Agricultural Policy: Stop Environmental Destruction
Environmental organizations are launching the campaign «Stop the Agricultural Lobby». Over-fertilization, pesticides, and declining biodiversity show: change is needed.
Over-fertilization, environmentally harmful pesticides, declining biodiversity: the way intensive agriculture exploits soil and waterways in Switzerland is not sustainable. Environmental organizations are therefore launching a campaign called «Stop the Agricultural Lobby» and addressing a public appeal to all stakeholders to put an end to environmental destruction.
The goal is a forward-looking agricultural policy. Parliament will be deliberating on this in the coming months. The new legislation must correct the massive environmental shortcomings and thereby ensure food security for future generations.
«Parliament now has the opportunity, in its deliberations on agricultural policy for the coming years (AP 22+), to bring environmental concerns to the forefront», says Eva Wyss: «Now politics can place what truly matters at the centre: the protection of nature, and with it, our food security.»
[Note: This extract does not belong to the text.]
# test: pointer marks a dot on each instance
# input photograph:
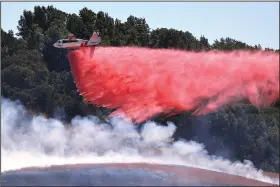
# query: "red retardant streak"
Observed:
(143, 82)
The influential agricultural lobby claims to stand up for Swiss farming families. In reality, it supports the interests of agribusiness. Pesticide manufacturers, feed importers & Co. are the biggest beneficiaries of the billions in taxpayer money going to agriculture, and they promote environmental destruction.
The lobby defends an agriculture geared toward high production that harms wildlife, birds, and insects, and poisons our waterways with pesticides. «Living creatures suffer not only from the poison spread by agriculture, but also from shrinking habitats», says Patrik Peyer.
Furthermore, agriculture is over-fertilizing our land. Farming keeps too many animals on too little land and burdens our soils, lakes, and forests with liquid manure . On this, Alexandra Gavilano says: «Because Switzerland cannot feed its many animals with its own resources, it depends on imported feed. Agriculture that is not adapted to local conditions — including factory farming and monocultures for growing animal feed — destroys important ecosystems both at home and abroad.»
The agricultural lobby has so far consistently blocked a shift toward a sustainable, i.e. ecological, form of agriculture. Yet thousands of innovative farmers are already proving today that production and ecology can be brought into harmony.
«The incentives today are completely wrong», says Marcel Liner: «It cannot be that billions in tax money keep alive an agriculture that fails to meet environmental targets, puts people's health at risk, and endangers biodiversity.»
On the campaign website www.agrarlobby-stoppen.ch an appeal for a sustainable agriculture has been published, which farmers as well as representatives from culture, sport, and politics have already joined. Marcel Liner emphasizes the urgency: «We call on the public to send a joint signal now and sign the appeal. We must protect our nature!»